Recent work has revealed that gut microbiota show rhythmic oscillations in synchrony with the host circadian clock (Thaiss et al., 2014). In most vertebrates, including chicken, commensal microorganisms colonize the gastrointestinal tract (Pritchard, 1972; Salanitro, Fairchilds & Zgornicki, 1974; Waite & Taylor, 2014), forming the gut microbiota community. Early studies such as Apajalahti, Kettunen & Graham (2004) showed that the chicken gastrointestinal tract is colonized rapidly in the first days of life, but the study did not illuminate the membership of this early community. In terms of diversity and complexity, and the immune maturation it elicits, it has been shown that acquisition of new taxa continued up to and beyond day 19 (Crhanova et al., 2011). This data supports the view that the early life microbiota acquisition is crucial for the establishment of a stable microbiota in later life (Stanley et al., 2013). The diversity of microbiota, acquired early in life, can be critical for the regulation of immune and metabolic health in vertebrates (Cox et al., 2014; Lee et al., 2013; Moloney et al., 2014; Subramanian et al., 2015; Thaiss et al., 2014) and also in chicken (Crhanova et al., 2011; Kogut, 2013; Stanley, Hughes & Moore, 2014). However, no studies to date have characterized this relationship between circadian and the microbiota in birds. In domestic chicken, these associations take on special significance; the EPs used in poultry production systems likely disrupt normal circadian rhythms, and influence the normal acquisition of microbiota, and establishment of stable communities. Additionally, as the poultry industry transitions to antibiotic-free production, there is an urgent need to identify economical solutions for promoting gut health. If gut microbiota structure and membership can be influenced by photoperiods in early life, this approach can become a potentially valuable, and economical approach to manage gut and metabolic health in poultry.
One common feature of most commercial production systems is the lighting regimens that newly hatched chicks are reared under. Both broiler and layer chicks are started at 20–23 h of continuous light during the first few weeks of their life. While broilers are maintained at EPs for the entirety of their life (6–7 weeks), layer chicks follow a varying photoperiod regimen until sexual maturity. In both cases, chicks experience 20+ h of continuous lighting for the first few weeks of life. This early-life period also overlaps with a crucial window for the acquisition of the gut microbiota, which in turn is linked with later life metabolic and immune homeostasis. It is being increasingly recognized that early life microbiota acquisition determines the later life microbiota structure and diversity.

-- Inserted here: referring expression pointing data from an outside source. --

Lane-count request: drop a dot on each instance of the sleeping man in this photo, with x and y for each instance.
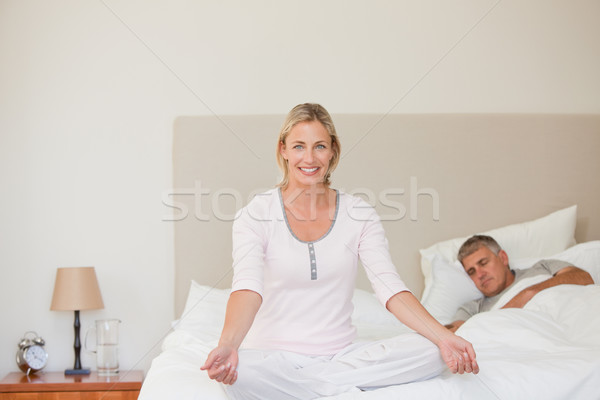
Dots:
(487, 265)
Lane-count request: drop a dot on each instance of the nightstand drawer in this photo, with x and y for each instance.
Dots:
(57, 386)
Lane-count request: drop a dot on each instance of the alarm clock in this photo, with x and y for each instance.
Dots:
(31, 356)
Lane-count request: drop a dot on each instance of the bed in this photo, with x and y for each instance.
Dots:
(550, 349)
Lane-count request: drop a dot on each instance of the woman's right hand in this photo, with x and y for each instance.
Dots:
(221, 364)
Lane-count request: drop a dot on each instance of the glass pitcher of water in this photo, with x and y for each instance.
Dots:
(107, 346)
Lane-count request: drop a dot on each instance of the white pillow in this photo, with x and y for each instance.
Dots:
(538, 238)
(451, 286)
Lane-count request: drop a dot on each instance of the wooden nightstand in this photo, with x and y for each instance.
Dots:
(57, 386)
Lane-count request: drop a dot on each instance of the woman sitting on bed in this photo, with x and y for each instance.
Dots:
(296, 250)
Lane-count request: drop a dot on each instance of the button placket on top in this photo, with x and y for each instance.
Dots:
(313, 261)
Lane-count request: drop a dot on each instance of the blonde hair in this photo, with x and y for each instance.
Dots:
(308, 112)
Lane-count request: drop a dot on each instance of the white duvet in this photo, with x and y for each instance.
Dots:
(548, 350)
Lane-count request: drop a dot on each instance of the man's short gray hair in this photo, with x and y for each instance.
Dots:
(474, 243)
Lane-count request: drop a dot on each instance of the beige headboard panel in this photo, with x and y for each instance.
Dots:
(431, 177)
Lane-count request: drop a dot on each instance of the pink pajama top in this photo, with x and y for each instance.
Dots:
(307, 287)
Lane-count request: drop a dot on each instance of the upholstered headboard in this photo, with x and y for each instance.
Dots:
(431, 177)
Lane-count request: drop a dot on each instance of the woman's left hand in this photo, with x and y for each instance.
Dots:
(458, 354)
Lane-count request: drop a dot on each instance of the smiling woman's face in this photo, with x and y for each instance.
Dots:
(308, 151)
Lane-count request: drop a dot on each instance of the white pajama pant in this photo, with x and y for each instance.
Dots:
(281, 375)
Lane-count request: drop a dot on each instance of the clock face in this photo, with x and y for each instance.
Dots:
(36, 357)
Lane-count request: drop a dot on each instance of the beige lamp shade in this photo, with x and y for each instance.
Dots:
(76, 288)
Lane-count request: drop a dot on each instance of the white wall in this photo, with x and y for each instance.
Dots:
(89, 92)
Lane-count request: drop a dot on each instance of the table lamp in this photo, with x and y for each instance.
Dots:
(76, 289)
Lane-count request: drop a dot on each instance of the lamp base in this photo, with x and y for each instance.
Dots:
(82, 371)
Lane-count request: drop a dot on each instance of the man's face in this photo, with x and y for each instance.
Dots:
(489, 271)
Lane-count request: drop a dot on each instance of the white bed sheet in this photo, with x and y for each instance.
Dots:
(548, 350)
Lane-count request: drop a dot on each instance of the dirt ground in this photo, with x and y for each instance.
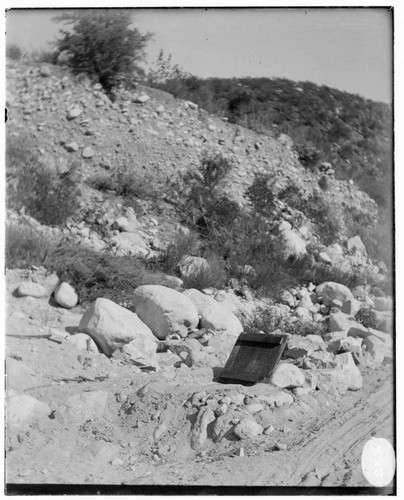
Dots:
(113, 424)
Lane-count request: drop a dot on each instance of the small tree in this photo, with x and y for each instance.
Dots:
(103, 44)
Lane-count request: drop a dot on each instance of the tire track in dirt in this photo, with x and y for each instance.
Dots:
(341, 439)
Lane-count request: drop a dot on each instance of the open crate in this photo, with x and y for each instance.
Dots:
(254, 358)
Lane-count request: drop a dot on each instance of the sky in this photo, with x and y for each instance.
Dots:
(346, 48)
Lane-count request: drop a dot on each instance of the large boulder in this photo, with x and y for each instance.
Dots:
(220, 319)
(165, 311)
(331, 292)
(112, 326)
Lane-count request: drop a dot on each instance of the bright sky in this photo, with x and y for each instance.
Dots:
(349, 48)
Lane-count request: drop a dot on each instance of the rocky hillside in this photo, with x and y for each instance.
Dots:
(143, 237)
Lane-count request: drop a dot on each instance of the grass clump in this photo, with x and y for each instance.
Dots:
(36, 187)
(268, 321)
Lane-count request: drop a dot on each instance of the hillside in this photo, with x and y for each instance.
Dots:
(143, 236)
(352, 133)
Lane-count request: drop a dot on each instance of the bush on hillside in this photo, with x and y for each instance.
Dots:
(36, 187)
(103, 44)
(13, 52)
(261, 195)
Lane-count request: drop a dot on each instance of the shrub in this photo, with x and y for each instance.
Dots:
(203, 277)
(264, 320)
(366, 316)
(102, 44)
(261, 196)
(14, 52)
(45, 195)
(25, 247)
(309, 155)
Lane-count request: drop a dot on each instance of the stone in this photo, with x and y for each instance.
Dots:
(330, 291)
(199, 430)
(87, 153)
(219, 319)
(164, 311)
(287, 376)
(200, 300)
(31, 289)
(45, 71)
(342, 322)
(247, 429)
(190, 266)
(73, 113)
(351, 307)
(355, 244)
(127, 225)
(23, 410)
(323, 256)
(293, 245)
(19, 376)
(112, 326)
(89, 405)
(287, 298)
(83, 342)
(383, 303)
(66, 296)
(140, 99)
(72, 147)
(142, 351)
(129, 244)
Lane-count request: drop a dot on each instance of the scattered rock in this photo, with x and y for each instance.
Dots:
(330, 291)
(248, 428)
(23, 410)
(165, 311)
(83, 342)
(112, 326)
(31, 289)
(287, 376)
(199, 431)
(66, 296)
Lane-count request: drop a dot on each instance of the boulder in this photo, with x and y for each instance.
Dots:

In this study, we investigated the relationship between EPs, host circadian oscillations and the gut microbiota acquisition under two photoperiod regimens (12/12 Light/Dark (LD) and 23/1 LD). Additionally, this study also tracked the early life cecal microbiota in the first 3 weeks of life to determine whether and when cecal microbiota communities diverge under different photoperiods. Wang et al. (2018) assessed this phenomenon in 20-week-old broilers, but the present study focused specifically on microbiota acquisition in newly hatched chicks. Finally, we compared fecal and cecal microbiotas in the first 3 weeks (period of circadian entrainment, and microbiota establishment) to answer whether the fecal microbiota are representative of early life cecal microbiota. Previous studies have showed that fecal microbiota in chicken is not representative of cecal microbiota in older birds, but in this study we focused on early life (Stanley et al., 2015). We speculated that if early life fecal microbiota is informative about early cecal microbiota, it would enable longitudinal studies where birds can be sampled repeatedly.
Materials and Methods
Animal ethics statement
All animal work was conducted in accordance with national and international guidelines for animal welfare. The animal trials were approved and monitored by the Institutional Animal Care and Use Committee of Texas A&M University (Assurance Number 2016-0064).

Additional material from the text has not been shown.